Tax appraiser’s office works to correct assessment errors
Because of computer problems, flawed property appraisals have been generated in some areas of the county. The DeKalb County tax assessor’s office discovered problems with appraisals recently mailed to property owners and new notices will be sent, according to Commissioner Kathie Gannon.
There are approximately 2,700 properties that were identified last week with errors, according to Gannon. There have been concentrations of errors within the Briarcliff corridor from Clairmont north to Northlake Mall and inside the city of Decatur.
Usually, a property owner who believes that his appraisal is not accurate or fair has 45 days to file an appeal. Because of the large number of inaccuracies, the tax assessor’s office is asking that property owners wait until July 2 to see whether they receive a revised notice. If no revised assessment is received by July 2, the property owner has until July 13 to file an appeal. If the property owner receives a revised assessment that he does not find satisfactory, it “resets the clock,” Gannon said. The property owner has 45 days from the receipt of the revised notice to appeal.
Tax appraisers say they are working to adjust land values to “more realistic” levels based on market conditions.
“DeKalb County Tax Appraisers office is under a tremendous workload now. They will try to answer your questions, but it may take some patience. There are 66 employees and 230,000 properties,” states an announcement from Gannon’s office.
County to revise Brookhaven information after CVI declines
DeKalb County CEO Burrell Ellis said the county will perform its own analysis of the feasibility of the proposed city of Brookhaven using current tax digest values because the Carl Vinson Institute of Government (CVI) at the University of Georgia has declined to update its study.
“I am concerned that citizens now have incorrect data, and I am disappointed that CVI will not adjust their revenue forecast,” Ellis said. “The feasibility study uses 2010 numbers, but the tax digest has fallen twice since then. The revenue estimates for the city of Brookhaven could be as much as 10 percent too high.”
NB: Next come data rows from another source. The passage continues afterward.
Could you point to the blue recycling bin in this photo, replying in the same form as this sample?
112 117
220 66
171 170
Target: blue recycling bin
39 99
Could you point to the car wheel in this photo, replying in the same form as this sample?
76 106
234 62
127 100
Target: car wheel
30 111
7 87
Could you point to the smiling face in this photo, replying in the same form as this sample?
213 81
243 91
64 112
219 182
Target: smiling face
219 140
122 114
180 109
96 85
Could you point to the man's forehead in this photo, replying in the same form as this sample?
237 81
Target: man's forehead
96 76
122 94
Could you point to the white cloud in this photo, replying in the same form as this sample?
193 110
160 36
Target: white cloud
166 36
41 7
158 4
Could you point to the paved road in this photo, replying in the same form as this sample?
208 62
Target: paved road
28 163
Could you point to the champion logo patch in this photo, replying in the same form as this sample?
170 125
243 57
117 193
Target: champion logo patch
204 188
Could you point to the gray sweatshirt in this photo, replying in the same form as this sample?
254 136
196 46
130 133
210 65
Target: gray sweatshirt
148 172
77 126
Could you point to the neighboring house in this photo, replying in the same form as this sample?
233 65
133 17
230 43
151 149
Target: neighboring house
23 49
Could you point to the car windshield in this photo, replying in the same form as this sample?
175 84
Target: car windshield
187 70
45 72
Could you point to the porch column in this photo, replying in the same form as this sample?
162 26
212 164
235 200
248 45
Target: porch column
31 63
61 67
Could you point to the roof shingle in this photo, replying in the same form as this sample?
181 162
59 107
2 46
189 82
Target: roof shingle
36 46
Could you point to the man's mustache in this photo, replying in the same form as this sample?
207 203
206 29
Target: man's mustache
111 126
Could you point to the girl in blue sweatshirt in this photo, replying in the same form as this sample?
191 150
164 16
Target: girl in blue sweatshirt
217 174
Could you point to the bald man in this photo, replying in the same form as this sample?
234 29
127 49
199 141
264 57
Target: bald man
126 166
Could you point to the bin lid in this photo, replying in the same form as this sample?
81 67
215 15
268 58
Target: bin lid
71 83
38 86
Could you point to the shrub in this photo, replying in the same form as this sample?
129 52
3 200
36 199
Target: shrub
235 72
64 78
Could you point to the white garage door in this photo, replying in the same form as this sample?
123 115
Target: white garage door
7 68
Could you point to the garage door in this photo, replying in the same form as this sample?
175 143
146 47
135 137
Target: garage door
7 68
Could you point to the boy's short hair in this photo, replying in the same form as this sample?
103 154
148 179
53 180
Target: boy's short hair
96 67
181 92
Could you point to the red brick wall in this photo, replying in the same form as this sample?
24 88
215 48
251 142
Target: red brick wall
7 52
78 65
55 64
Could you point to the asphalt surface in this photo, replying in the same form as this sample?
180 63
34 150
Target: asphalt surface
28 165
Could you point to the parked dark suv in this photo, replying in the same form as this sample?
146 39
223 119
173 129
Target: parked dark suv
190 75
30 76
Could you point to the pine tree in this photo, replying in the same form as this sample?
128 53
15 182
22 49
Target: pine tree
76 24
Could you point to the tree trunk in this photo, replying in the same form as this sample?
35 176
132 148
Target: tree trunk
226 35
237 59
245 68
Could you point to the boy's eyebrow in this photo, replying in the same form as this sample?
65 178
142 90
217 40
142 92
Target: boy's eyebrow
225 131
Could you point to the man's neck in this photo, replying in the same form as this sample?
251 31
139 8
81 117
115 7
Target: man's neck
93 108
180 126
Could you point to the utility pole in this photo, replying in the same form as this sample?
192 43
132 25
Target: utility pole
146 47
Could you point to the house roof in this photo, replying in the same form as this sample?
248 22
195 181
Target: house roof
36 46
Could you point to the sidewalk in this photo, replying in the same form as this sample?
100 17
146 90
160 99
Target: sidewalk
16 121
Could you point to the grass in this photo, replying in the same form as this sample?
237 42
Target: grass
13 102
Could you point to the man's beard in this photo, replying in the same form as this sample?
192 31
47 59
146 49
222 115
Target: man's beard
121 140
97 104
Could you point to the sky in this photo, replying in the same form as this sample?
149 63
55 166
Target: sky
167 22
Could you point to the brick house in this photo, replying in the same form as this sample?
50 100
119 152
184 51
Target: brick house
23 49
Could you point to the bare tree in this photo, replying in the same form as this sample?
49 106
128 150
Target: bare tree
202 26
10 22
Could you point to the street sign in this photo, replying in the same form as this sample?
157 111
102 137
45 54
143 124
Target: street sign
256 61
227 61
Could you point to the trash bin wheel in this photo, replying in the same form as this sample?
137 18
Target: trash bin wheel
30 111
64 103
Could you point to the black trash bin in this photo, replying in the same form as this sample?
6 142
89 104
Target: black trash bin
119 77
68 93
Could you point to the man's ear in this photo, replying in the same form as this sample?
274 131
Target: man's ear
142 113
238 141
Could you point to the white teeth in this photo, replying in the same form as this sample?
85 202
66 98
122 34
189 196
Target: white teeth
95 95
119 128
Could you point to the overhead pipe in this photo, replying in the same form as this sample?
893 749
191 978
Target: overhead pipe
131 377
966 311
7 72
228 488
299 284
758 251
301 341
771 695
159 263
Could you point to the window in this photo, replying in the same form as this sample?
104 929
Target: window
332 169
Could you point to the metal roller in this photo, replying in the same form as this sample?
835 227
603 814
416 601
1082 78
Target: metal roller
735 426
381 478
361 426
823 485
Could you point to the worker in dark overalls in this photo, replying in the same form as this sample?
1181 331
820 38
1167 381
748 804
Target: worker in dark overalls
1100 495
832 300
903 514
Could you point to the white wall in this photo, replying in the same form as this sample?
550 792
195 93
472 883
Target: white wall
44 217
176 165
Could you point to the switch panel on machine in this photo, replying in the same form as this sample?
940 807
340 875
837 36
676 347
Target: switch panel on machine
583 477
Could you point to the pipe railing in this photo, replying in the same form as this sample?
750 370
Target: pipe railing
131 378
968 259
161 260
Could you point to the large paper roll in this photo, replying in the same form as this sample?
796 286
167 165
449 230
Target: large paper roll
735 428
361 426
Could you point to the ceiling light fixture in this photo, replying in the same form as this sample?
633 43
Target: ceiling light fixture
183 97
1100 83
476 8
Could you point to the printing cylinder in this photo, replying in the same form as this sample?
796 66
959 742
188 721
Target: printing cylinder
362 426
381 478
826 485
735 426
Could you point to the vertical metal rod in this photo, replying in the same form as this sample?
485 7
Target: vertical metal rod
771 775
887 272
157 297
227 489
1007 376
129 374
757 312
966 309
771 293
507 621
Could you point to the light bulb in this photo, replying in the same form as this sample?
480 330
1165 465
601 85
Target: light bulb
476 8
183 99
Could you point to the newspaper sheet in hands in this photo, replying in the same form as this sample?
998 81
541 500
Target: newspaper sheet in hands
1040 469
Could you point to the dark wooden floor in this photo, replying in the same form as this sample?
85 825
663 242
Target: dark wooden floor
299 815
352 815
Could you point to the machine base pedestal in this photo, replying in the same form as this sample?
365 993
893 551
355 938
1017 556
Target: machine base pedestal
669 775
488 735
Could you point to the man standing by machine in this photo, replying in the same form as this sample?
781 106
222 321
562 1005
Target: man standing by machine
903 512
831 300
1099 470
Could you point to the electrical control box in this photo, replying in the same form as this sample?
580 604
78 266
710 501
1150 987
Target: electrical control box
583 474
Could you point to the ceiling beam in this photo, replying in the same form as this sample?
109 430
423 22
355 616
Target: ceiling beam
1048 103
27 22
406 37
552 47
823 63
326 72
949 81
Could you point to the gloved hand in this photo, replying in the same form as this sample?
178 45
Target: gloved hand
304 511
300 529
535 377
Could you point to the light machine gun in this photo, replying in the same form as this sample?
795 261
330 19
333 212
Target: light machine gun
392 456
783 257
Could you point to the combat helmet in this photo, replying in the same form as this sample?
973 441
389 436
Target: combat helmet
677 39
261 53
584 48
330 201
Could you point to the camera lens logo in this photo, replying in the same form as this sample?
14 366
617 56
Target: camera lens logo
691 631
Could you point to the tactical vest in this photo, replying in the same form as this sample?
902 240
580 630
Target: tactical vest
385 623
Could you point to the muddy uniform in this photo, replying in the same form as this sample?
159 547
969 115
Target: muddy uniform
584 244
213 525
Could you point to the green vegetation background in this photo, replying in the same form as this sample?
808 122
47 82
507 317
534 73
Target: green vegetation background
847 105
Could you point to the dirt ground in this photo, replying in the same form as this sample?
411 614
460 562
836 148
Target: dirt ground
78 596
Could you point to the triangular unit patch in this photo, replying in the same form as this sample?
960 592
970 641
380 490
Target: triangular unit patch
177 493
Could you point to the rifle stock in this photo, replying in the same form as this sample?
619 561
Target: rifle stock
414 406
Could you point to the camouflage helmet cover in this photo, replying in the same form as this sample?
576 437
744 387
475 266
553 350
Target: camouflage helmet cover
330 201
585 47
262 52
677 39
Ellis said he sent a letter in May to Ted Baggett, local government program manager at CVI, asking for a supplement to the report that uses the actual proposed boundaries for the proposed city and the current tax digest. That request was denied as “…not feasible to complete…” prior to the July 31 referendum, according to the rejection letter. Ellis said that on two previous occasions, CVI did provide updates to the report at the request of organizations in support of the incorporation of Brookhaven.
“As we have been inundated with requests for accurate information, we will move forward with an analysis using in-house resources,” Ellis said.
Scam Jam to provide safety tips for seniors
Seniors from across the county are invited to join DeKalb County public safety officials, local lawmakers and various service providers for Scam Jam 2012. The scheduled event will take place Thursday, June 14, at 10 a.m. in the Manuel Maloof Auditorium, located at 1300 Commerce Drive in Decatur.
Presenters include District Attorney Robert James, Sheriff Thomas Brown, Solicitor General Sherry Boston, State Senator Gloria Butler, Lithonia Mayor Deborah Jackson, DeKalb County Police Department and Fire & Rescue, and Dunwoody Police Department.
Scam Jam 2012, hosted by the DeKalb County Triad, is an event to educate area residents about scams and tactics used by criminals to take advantage of older people. The elected officials as well as other presenters will provide information on how seniors can protect themselves from becoming victims of exploitation.
The DeKalb County triad presents crime prevention programs to reduce senior crime victimization, increases awareness of public safety concerns through education and community involvement, and recruits and trains senior volunteers to work as law enforcement partners.